Comets are directly linked to the early stages of our solar system's evolution and formation. New comets are discovered every few years when they enter our inner solar system from the Oort Cloud, which blankets the Solar System and comprises of icy objects.
Astronomers get a chance to analyse a special class of comets when such events take place. A team led by Charles Woodward of the University of Minnesota's Minnesota Institute for Astrophysics observed the Comet C/2012 K1, also called Pan-STARRS after the observatory that discovered it in 2012, with the help of the Stratospheric Observatory for Infrared Astronomy (SOFIA) — a NASA telescope.
Thermal heating and radiation processing of the Sun are unable to impact comets originating from the Oort Cloud, like the C/2012 K1. The pristine nature of these comets can preserve surface materials, making them ideal targets for observing gas and dust particle composition.
"Comet C/2012 K1 is a time capsule of the early solar system's composition," Woodward said. "Every opportunity to study these bodies contributes to our understanding of the general characteristics of comets and the formation of small bodies in our solar system," he added.
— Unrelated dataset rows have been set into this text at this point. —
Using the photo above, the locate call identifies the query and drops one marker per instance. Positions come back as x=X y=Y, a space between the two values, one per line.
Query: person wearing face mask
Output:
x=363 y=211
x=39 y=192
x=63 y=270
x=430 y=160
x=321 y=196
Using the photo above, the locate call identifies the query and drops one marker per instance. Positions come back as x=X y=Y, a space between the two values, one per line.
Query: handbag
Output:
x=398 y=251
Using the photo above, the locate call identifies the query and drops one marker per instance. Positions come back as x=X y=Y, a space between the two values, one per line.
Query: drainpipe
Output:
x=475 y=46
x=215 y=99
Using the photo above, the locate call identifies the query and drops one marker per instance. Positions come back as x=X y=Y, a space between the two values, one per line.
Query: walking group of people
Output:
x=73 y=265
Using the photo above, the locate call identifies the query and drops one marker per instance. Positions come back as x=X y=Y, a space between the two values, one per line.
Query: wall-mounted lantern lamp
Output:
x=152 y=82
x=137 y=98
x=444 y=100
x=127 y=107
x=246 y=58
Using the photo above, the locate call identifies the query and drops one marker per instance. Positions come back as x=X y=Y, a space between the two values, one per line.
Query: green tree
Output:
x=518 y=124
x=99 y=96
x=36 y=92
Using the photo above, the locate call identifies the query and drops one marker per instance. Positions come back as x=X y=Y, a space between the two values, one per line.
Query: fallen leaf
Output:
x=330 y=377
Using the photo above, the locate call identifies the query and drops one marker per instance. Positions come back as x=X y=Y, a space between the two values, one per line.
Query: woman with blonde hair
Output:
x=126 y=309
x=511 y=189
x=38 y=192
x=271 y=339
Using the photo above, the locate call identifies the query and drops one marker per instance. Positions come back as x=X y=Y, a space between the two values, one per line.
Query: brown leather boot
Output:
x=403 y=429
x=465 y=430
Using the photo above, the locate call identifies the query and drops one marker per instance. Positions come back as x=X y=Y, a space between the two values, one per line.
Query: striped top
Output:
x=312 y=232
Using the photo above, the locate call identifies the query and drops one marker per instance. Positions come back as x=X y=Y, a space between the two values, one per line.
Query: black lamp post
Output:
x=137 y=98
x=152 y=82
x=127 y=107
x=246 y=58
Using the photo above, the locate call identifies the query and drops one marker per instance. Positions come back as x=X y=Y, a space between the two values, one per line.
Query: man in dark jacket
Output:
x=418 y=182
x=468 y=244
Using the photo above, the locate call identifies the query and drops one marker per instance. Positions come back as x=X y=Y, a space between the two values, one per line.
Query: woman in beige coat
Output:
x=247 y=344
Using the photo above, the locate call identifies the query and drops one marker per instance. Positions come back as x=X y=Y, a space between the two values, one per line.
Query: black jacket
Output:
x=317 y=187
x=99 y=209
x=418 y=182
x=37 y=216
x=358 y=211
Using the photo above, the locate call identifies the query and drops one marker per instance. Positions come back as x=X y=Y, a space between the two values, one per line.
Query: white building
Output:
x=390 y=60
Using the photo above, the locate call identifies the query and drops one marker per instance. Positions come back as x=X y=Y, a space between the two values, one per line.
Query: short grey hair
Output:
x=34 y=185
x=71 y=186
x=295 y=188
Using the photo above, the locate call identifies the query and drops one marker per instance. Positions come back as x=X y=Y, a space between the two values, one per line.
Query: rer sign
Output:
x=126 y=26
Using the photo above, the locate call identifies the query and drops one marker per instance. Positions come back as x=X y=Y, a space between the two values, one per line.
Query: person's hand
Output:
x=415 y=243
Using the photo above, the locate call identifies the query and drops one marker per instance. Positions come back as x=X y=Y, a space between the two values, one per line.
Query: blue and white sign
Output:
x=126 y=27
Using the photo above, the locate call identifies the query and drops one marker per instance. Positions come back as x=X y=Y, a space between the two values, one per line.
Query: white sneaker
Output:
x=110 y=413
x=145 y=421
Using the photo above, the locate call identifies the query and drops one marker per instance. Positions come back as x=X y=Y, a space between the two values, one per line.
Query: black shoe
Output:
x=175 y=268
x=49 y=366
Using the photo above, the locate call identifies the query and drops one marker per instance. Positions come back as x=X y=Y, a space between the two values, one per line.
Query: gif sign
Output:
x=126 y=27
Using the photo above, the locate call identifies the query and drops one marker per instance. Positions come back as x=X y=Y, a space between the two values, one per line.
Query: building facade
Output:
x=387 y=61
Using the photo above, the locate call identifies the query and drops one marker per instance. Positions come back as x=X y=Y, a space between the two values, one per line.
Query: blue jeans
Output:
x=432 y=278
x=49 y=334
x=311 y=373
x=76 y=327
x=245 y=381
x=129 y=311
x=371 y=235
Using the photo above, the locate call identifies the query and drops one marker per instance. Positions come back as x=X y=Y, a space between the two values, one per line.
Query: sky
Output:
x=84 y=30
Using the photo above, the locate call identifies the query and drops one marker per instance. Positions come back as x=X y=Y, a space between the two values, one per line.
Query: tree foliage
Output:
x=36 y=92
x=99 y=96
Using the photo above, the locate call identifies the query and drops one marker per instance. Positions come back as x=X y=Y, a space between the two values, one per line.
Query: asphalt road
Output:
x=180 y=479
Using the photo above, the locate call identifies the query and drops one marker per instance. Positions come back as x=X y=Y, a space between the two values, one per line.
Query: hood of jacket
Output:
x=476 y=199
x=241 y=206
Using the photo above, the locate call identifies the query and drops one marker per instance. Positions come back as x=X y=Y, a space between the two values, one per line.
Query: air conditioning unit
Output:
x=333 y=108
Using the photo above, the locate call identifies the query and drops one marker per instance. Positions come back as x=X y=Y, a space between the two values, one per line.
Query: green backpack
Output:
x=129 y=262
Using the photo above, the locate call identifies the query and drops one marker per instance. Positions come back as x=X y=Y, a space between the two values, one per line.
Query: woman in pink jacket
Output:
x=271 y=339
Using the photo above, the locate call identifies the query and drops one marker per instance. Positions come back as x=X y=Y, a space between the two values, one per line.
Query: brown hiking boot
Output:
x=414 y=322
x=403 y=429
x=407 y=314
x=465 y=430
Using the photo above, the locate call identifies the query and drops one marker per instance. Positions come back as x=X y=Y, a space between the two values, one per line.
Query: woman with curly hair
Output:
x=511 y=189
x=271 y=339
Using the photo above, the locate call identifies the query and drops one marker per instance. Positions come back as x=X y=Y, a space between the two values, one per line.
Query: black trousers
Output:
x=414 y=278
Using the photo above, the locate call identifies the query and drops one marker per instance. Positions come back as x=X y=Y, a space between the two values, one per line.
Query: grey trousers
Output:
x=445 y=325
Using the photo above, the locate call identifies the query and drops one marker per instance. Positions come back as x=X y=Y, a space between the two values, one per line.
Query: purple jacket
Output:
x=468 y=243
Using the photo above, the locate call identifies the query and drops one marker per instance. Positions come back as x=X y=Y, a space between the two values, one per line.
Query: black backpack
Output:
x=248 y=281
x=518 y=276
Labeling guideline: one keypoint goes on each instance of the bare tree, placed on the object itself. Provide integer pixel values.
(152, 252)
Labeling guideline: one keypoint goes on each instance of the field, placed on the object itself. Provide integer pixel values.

The group of astronomers used short and long-wavelength cameras on the Faint Object infraRed Camera for the SOFIA telescope FORCAST to study the light emitting from the comet's coma — gas and debris that form around the nucleus of the comet as it is heated by the Sun.
The team used the observations to assume the size and composition of the dust grains and to identify and categorise their thermal properties.
Weak silicate discharge from the comet were observed by the researchers, unlike from other comets from the Oort Cloud previously observed, including Comet Hale-Bopp and and those studied with the help of Spitzer Space Telescope.
By examining these silicate emissions and comparing them to thermal models, the researchers concluded that the coma's dust grains are large and are made up predominately of carbon rather than crystalline silicate. This composition challenges the existing theoretical models of how the Oort Cloud comets form.
"Comets are made of the materials that did not get made into planets, so studying the dust in them can help us understand the content, origin, and evolution of the early solar system, including the process of forming rocky planets," Woodward said.
While projects like the European Space Agency's Rosetta mission or NASA's Stardust mission provide direct sampling of comet materials, remote observations such as those conducted aboard SOFIA provide researchers with an opportunity to understand similarities and differences between different types of comets.
"The strength of Comet C/2012 K1's silicate features observed in mid-infrared with SOFIA have set the stage for what we have proposed for observations using the forthcoming James Webb Space Telescope — to study even fainter more distant comets," Woodward said.
"I think there will be a nice synergy between those two missions, in target selection and targeted follow up," he concluded.